We did not enter the search business. They [Google] entered the phone business. Make no mistake they want to kill the iPhone. We won’t let them. - Steve Jobs, 2010
There were a few themes that were clear in Monday's keynote from Apple's World Wide Developer Conference (WWDC). For instance, Apple laid the groundwork for iWatch being a health and fitness monitoring device, Apple is very focused on continuing to develop an integrated ecosystem where devices work well together, and Apple is committed to making both iOS and OS X developer-friendly and state-of-the-art.
Those are all important concepts, but there was another that was even more interesting: Apple is gunning for Google's bread and butter, search. I don't mean a search engine, per se, though such a product is still in the cards. What Apple showed us on Monday is that it intends to make our most common searches something we do without going directly to
a search engine Google.
I haven't seen anyone else talking about this, so allow me to lay out my case, starting with Spotlight's expanded branding and abilities.
Apple is branding Spotlight across both iOS and OS X these days. In Mavericks (and earlier versions of OS X), you could use Spotlight to launch applications and search for documents on your Mac. The intrepid could use it to search Mail, search images (by name), or launch a Google search in your browser.
In iOS 7, you can "Search iPhone" to find local apps, find contacts, search for music, search Mail, launch a search in your browser, or search Wikipedia.
On Monday, we were shown how Spotlight could be used to search for apps on the App Store—apps you haven't yet purchased, that is. You can also use it to search for movies, both in iTunes and in the theater, points of interest, news, songs, both those you own and songs on iTunes, directions, and restaurants.
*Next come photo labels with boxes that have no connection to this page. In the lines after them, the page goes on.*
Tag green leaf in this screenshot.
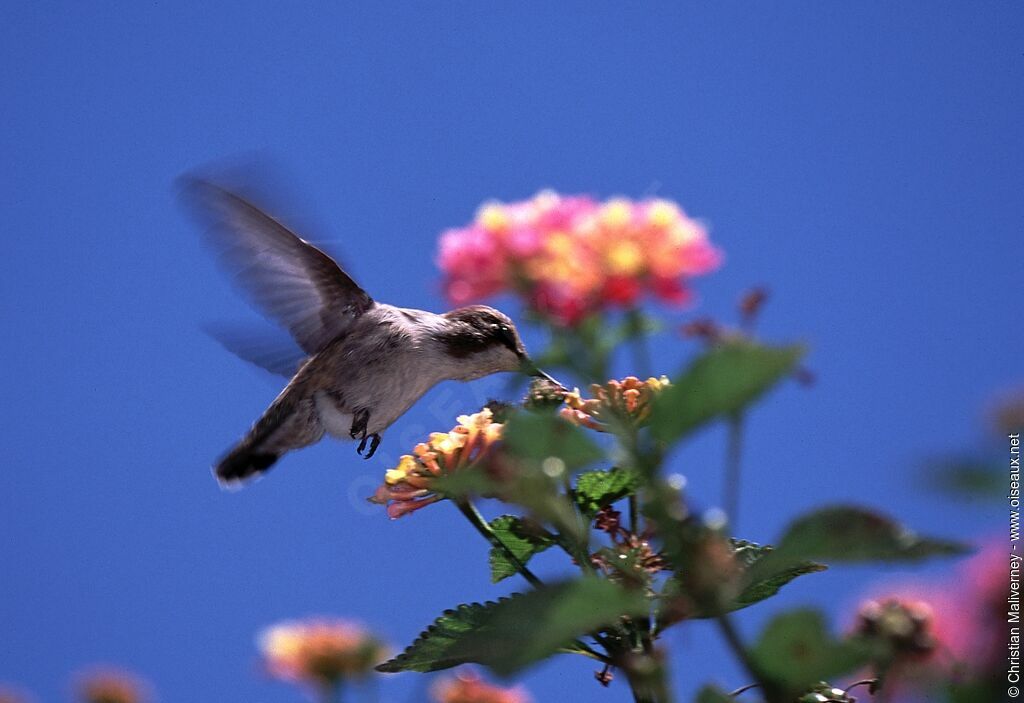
[575,467,640,517]
[751,610,870,695]
[771,506,970,562]
[730,539,828,610]
[452,578,648,675]
[489,515,555,583]
[693,686,736,703]
[650,341,804,442]
[377,599,510,673]
[658,539,828,629]
[503,412,604,472]
[925,456,1004,500]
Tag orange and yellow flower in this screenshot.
[431,672,530,703]
[561,376,671,432]
[438,191,721,324]
[370,408,505,519]
[259,619,386,688]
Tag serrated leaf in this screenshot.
[377,599,510,673]
[731,540,828,610]
[925,456,1004,500]
[502,412,604,472]
[650,341,804,442]
[452,578,648,675]
[771,506,970,562]
[693,686,736,703]
[659,539,828,628]
[489,515,554,583]
[575,467,640,517]
[751,610,870,695]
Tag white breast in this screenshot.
[313,391,352,439]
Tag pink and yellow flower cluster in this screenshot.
[431,672,530,703]
[438,191,721,324]
[370,408,505,519]
[78,669,148,703]
[561,376,671,432]
[260,619,385,688]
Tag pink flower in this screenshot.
[437,191,722,325]
[431,672,530,703]
[856,542,1010,688]
[259,619,384,689]
[78,668,150,703]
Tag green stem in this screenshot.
[624,653,673,703]
[454,498,608,662]
[715,613,780,703]
[455,499,544,587]
[723,412,743,534]
[626,308,652,378]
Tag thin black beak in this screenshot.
[522,357,565,389]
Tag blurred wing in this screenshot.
[203,322,307,379]
[185,180,374,354]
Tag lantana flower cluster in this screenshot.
[438,191,721,324]
[560,376,671,432]
[78,668,148,703]
[854,542,1009,689]
[431,671,530,703]
[260,619,385,689]
[370,408,505,519]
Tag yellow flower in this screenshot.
[259,619,385,687]
[370,408,505,519]
[605,239,644,276]
[561,376,672,432]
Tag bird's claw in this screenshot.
[368,432,381,458]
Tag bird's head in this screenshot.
[440,305,560,385]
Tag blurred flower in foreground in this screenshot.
[991,388,1024,436]
[561,376,671,432]
[78,669,150,703]
[370,407,505,519]
[259,619,385,689]
[438,191,721,324]
[431,672,530,703]
[857,598,935,658]
[855,542,1010,689]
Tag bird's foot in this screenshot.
[355,432,381,458]
[362,432,381,458]
[348,410,370,440]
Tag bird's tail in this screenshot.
[214,440,281,486]
[213,388,302,487]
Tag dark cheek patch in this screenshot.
[444,333,490,359]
This is a significant expansion of "Spotlight," and the fact that it's being branded across OS X, iOS, and Safari is just as significant.
Note the "Spotlight Search" as opposed to "Search iPhone"
When Brian Croll came on stage to show us Safari in OS X Yosemite, one of the first things he showed us was how clicking in the "search field," which used to be the URL field, brings up your favorites. Again, note the expansion of Spotlight to Safari, and note the emphasis of "search" in the main Safari interface.
The message being delivered to users is that you search in Safari, not some remote search engine.
Also, many people go to the website of their choice by searching for it in Google. They do this every single time, no matter how many times they've gone to a particular site. For folks like that, you use the Internet by going to Google and searching for a company or other site, period.
This may even be more common than what geeks like me do, which is to go directly to the URL when we know what is.
Apple has always offered a Favorites Bar in Safari, but this new feature in Yosemite an iOS 8 does double duty as both a favorites bar and an in-your-face visual for those who normally search for "apple" instead of just going directly to apple.com.